= Difference (philosophy) =

Distinguishing properties of entities

Difference is a key concept of philosophy, denoting the process or set of properties by which one entity is distinguished from another within a relational field or a given conceptual system. In the Western philosophical system, difference is traditionally viewed as being opposed to identity, following the Principles of Leibniz, and in particular, his Law of the identity of indiscernibles. In structuralist and poststructuralist accounts, however, difference is understood to be constitutive of both meaning and identity. In other words, because identity (particularly, personal identity) is viewed in non-essentialist terms as a construct, and because constructs only produce meaning through the interplay of differences (see below), it is the case that for both structuralism and poststructuralism, identity cannot be said to exist without difference.

==Difference in Leibniz's law==
Gottfried Leibniz's Principle of the identity of indiscernibles states that two things are identical if and only if they share the same and only the same properties. This is a principle which defines identity rather than difference, although it established the tradition in logic and analytical philosophy of conceiving of identity and difference as oppositional.

==Kant's critique==
In his Critique of Pure Reason, Immanuel Kant argues that it is necessary to distinguish between the thing in itself and its appearance. Even if two objects have completely the same properties, if they are at two different places at the same time, they are numerically different:

Identity and Difference.— ... Thus, in the case of two drops of water, we may make complete abstraction of all internal difference (quality and quantity), and, the fact that they are intuited at the same time in different places, is sufficient to justify us in holding them to be numerically different. Leibnitz [sic] regarded phaenomena as things in themselves, consequently as intelligibilia, that is, objects of pure understanding ..., and in this case his principle of the indiscernible (principium identatis indiscernibilium) is not to be impugned. But, as phaenomena are objects of sensibility, and, as the understanding, in respect of them, must be employed empirically and not purely or transcendentally, plurality and numerical difference are given by space itself as the condition of external phaenomena. For one part of space, although it may be perfectly similar and equal to another part, is still without it, and for this reason alone is different from the latter .... It follows that this must hold good of all things that are in the different parts of space at the same time, however similar and equal one may be to another.

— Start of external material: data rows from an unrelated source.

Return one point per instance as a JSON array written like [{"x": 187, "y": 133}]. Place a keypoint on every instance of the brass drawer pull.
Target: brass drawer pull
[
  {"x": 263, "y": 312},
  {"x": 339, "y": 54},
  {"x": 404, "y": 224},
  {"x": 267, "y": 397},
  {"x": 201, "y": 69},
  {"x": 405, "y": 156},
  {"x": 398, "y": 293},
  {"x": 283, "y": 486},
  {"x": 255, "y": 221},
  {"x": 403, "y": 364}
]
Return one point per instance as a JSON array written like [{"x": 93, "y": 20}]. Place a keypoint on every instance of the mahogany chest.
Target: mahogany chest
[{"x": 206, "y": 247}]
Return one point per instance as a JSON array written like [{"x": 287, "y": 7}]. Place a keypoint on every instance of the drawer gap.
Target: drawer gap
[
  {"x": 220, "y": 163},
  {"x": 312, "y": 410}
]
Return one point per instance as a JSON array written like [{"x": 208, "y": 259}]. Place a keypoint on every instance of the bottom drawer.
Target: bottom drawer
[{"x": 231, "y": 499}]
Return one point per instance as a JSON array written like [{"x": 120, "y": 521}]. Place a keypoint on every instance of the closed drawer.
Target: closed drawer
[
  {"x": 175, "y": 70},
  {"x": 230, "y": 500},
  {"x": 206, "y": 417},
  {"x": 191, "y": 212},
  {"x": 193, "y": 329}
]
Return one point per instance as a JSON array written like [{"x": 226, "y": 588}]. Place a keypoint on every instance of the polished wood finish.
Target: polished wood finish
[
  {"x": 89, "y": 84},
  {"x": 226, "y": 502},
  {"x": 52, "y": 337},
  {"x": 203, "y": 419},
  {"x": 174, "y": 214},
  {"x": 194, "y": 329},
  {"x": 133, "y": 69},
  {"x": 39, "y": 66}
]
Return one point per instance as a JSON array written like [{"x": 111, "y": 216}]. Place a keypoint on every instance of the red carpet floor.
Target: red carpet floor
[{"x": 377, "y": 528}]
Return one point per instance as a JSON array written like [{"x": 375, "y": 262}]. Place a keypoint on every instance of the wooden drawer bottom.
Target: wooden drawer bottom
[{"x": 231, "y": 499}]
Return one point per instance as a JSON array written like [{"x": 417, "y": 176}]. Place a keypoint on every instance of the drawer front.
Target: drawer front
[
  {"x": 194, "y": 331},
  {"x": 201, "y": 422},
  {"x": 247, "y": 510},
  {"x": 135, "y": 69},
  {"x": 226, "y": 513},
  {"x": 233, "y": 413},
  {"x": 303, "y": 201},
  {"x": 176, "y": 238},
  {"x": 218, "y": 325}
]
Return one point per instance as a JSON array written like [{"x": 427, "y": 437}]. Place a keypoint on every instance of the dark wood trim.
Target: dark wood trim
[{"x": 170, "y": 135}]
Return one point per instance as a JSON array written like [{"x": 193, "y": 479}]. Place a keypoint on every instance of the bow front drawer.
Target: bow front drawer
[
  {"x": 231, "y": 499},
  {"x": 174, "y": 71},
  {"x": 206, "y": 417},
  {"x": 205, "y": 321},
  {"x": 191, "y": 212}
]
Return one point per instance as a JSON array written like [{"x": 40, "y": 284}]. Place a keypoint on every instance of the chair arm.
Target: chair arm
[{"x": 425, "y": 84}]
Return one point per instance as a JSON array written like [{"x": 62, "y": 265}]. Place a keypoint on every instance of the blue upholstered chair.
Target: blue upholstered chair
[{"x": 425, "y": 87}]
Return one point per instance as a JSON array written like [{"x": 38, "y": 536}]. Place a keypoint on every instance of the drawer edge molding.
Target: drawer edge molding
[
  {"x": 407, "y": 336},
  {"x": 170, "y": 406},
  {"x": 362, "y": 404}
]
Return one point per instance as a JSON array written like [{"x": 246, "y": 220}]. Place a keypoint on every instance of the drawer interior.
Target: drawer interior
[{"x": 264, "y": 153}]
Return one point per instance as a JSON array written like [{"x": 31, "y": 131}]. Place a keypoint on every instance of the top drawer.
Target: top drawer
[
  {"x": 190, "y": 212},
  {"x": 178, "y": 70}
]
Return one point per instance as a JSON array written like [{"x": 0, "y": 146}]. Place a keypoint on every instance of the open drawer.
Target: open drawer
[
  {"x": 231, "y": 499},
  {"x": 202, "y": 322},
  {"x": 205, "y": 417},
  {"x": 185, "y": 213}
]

== Difference in structuralism ==
Structural linguistics, and subsequently structuralism proper, are founded on the idea that meaning can only be produced differentially in signifying systems (such as language). This concept first came to prominence in the structuralist writings of Swiss linguist Ferdinand de Saussure and was developed for the analysis of social and mental structures by French anthropologist Claude Lévi-Strauss. The former was concerned to question the prevailing view of meaning "inhering" in words, or the idea that language is a nomenclature bearing a one-to-one correspondence to the real. Instead, Saussure argues that meaning arises through differentiation of one sign from another, or even of one phoneme from another:In language there are only differences. Even more important: a difference generally implies positive terms between which the difference is set up; but in language there are only differences without positive terms. Whether we take the signified or the signifier, language has neither ideas nor sounds that existed before the linguistic system, but only conceptual and phonic differences that have issued from the system. The idea or phonic substance that a sign contains is of less importance than the other signs that surround it. ... A linguistic system is a series of differences of sound combined with a series of differences of ideas; but the pairing of a certain number of acoustical signs with as many cuts made from the mass thought engenders a system of values.
In his Structural Anthropology, Claude Lévi-Strauss applied this concept to the anthropological study of mental structures, kinship and belief systems, examining the way in which social meaning emerges through a series of structural oppositions between paired/opposed kinship groups, for example, or between basic oppositional categories (such as friend and enemy, life and death, or in a later volume, the raw and the cooked).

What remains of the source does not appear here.